Building a Search Engine
I was re-reading “I am feeling lucky” and this inspired me, so I have decided to create a search engine. This is a very ambitious project; however, it will teach me a lot about building a micro service with Kubernetes all from scratch.
My plan is to refactor the spider to use a relational database. I am learning towards each spider having its own SQLite db. Then create a service which can go to the spiders and get their current crawl and add them to a central DB. This will create a single graph of all the visited notes.
In order to determine the weights of the graph, I will take a partial graph and traverse the map and count if there are linking nodes. This will help me build a prominence value for the pages. This will need to get a lot of websites, a lot since websites taken at random have an extremely low chance of being linked.

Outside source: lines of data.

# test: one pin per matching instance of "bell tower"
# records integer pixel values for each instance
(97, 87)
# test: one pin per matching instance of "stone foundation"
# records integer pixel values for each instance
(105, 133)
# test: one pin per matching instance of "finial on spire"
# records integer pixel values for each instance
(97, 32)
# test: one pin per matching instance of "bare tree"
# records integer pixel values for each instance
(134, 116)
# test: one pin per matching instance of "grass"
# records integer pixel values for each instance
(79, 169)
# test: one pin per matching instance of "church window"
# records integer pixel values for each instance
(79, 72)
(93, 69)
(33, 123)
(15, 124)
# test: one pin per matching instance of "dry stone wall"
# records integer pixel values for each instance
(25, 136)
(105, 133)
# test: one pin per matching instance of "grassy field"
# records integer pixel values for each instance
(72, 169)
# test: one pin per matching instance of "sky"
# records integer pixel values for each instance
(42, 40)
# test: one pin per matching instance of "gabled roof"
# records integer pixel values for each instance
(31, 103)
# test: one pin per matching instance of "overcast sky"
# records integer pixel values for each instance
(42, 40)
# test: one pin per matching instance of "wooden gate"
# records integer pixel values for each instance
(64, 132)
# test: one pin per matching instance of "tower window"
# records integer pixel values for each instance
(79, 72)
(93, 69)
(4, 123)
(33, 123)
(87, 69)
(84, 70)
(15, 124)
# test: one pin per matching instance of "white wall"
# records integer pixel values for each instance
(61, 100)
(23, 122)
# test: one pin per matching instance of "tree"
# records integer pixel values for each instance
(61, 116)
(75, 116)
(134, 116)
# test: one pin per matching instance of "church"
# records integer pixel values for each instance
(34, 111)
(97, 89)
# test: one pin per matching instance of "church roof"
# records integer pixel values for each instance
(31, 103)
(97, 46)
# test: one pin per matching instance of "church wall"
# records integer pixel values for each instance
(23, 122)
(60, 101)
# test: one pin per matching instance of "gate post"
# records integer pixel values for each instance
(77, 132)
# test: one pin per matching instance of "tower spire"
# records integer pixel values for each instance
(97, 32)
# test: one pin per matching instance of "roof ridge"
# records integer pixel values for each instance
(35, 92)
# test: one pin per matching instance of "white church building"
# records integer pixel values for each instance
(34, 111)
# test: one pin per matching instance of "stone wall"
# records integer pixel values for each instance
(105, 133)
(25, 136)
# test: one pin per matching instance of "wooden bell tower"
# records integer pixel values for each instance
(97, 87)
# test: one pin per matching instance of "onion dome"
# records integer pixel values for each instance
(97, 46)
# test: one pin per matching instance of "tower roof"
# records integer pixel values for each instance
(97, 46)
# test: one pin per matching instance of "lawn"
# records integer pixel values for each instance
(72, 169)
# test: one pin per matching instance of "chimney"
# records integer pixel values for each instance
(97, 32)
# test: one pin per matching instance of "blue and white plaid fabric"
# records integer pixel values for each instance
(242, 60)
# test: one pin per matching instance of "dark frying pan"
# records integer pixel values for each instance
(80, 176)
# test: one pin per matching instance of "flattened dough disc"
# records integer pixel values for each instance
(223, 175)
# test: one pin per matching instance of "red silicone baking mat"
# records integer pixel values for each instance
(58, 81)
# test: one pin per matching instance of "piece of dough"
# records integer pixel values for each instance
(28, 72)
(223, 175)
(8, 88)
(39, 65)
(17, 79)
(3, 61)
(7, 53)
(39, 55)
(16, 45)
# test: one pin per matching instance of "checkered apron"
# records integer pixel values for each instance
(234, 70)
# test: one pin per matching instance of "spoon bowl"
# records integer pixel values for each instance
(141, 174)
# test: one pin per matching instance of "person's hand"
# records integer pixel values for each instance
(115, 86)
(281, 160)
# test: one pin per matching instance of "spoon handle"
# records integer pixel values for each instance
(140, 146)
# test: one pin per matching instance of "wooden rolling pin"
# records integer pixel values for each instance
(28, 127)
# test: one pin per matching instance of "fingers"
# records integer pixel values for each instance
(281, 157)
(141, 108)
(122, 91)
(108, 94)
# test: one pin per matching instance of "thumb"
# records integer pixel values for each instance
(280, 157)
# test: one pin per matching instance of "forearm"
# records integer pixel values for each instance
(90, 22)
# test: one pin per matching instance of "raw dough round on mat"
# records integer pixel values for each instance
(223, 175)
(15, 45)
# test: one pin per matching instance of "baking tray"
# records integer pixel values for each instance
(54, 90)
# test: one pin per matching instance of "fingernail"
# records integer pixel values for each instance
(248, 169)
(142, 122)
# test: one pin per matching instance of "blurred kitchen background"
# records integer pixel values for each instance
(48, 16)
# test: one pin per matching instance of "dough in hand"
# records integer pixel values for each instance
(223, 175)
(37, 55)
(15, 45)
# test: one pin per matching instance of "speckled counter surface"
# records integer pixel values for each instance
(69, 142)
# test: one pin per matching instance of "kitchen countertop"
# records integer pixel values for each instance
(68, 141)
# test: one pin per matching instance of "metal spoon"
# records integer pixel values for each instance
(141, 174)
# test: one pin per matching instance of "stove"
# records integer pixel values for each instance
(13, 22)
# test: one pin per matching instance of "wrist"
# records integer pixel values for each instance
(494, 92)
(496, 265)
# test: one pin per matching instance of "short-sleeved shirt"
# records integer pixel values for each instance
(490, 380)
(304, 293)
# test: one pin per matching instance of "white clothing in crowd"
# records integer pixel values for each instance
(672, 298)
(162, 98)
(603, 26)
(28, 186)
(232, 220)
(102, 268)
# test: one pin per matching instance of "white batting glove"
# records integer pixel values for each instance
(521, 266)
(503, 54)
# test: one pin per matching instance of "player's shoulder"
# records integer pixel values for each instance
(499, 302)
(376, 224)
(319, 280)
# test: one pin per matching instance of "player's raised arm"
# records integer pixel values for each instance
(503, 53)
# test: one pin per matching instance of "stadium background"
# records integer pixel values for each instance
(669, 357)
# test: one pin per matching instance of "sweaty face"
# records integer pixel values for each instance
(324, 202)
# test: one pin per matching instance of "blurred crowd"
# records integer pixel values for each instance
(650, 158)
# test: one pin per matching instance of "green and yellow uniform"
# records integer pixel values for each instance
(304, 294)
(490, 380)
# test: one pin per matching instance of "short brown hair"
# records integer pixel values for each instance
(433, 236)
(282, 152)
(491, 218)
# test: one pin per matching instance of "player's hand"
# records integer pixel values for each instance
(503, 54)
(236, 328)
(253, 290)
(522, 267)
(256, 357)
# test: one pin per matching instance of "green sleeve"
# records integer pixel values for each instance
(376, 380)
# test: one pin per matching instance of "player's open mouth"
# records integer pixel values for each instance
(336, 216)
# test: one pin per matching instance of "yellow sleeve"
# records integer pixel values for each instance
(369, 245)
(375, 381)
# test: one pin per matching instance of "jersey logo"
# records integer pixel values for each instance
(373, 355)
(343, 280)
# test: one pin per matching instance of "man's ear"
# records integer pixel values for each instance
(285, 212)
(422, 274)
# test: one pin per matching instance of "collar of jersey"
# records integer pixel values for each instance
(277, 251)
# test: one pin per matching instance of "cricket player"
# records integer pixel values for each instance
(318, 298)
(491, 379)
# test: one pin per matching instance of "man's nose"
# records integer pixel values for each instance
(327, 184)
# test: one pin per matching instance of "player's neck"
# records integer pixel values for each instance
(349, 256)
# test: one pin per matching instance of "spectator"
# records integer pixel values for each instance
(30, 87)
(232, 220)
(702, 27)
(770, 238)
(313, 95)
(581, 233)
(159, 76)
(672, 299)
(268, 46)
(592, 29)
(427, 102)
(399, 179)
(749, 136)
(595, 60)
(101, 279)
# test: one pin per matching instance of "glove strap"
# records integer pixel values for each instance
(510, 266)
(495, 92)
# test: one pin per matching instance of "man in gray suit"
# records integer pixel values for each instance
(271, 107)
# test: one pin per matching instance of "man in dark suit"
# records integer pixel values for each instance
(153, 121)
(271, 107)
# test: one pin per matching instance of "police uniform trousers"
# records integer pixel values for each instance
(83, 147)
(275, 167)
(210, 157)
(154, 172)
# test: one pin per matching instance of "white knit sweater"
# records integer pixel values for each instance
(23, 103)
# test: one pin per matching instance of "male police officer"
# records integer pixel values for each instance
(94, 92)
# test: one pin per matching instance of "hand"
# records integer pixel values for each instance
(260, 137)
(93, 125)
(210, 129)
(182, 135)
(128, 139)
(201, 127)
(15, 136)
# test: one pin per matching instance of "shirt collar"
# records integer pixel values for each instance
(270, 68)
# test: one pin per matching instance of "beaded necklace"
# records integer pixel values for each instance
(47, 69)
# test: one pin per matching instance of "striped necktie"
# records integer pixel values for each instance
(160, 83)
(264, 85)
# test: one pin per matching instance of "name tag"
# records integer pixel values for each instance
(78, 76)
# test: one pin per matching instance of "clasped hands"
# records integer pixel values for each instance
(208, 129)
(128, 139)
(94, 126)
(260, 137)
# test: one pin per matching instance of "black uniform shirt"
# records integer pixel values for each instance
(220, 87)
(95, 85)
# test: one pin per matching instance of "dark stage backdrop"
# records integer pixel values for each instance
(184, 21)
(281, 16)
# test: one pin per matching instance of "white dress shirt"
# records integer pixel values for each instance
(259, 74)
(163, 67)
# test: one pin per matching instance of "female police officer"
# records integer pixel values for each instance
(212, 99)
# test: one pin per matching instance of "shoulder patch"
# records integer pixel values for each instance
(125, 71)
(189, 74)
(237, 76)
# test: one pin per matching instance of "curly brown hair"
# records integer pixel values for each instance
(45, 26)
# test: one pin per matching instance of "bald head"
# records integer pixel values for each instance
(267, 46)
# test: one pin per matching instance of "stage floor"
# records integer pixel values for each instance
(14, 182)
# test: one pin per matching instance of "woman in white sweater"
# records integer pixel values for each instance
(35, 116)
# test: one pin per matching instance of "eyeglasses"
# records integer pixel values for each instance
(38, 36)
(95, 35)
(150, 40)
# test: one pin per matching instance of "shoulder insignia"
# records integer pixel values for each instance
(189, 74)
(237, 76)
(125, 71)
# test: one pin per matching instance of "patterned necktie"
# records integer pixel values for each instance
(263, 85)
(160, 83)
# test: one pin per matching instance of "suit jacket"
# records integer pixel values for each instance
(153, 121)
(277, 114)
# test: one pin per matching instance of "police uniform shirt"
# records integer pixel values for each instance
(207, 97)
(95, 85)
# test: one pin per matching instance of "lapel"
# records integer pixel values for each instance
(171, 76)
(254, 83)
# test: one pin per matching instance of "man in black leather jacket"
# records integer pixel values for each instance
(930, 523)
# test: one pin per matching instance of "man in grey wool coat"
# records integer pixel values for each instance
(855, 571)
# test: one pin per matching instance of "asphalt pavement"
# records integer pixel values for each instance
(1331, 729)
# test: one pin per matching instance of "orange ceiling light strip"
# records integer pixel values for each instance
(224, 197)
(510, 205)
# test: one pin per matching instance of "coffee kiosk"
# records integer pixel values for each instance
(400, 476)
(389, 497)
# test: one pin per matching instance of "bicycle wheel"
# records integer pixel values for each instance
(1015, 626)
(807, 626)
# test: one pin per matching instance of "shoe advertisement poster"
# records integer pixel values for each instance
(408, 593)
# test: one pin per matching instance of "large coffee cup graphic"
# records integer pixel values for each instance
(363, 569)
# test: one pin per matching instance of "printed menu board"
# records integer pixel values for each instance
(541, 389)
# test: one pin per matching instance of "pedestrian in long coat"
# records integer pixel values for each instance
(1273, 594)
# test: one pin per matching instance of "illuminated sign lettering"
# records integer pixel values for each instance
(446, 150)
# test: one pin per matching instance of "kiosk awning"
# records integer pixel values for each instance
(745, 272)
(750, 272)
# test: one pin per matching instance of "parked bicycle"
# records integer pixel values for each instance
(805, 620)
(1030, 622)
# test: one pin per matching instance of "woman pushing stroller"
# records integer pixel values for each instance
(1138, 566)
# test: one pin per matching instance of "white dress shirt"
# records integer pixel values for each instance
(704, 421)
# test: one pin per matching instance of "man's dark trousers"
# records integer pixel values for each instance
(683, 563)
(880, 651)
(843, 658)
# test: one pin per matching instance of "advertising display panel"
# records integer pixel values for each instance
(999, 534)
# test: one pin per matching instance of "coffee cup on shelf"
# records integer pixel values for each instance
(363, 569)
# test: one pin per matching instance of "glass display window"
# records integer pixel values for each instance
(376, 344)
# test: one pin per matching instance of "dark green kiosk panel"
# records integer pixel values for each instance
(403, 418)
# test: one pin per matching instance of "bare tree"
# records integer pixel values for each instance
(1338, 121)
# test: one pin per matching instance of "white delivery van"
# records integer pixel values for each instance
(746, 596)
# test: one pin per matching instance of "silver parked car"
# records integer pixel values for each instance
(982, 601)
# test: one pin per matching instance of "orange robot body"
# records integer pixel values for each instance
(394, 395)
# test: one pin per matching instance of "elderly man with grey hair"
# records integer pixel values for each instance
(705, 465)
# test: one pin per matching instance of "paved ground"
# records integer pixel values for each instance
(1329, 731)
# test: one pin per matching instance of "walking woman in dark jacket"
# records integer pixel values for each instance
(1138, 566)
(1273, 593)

Next, I initially planned on using an Open search/Elastic search; however, due to traffic, I decided against it. It added a lot more complexity for little benefit. So instead, I will use a relational db fuzzy search and order by the weighting. It’s a very naive solution; however, I can change this at a later date. The front end would be a very simple React page with a debounce we can use to do some nice fast searching. Additionally, I can do some optimisations with the table using indexes to reduce the speed reduction for not using a detected Full-text search tool.
I like the challenge that this created and I think it will be fun, I will try and update this blog with how things are working out.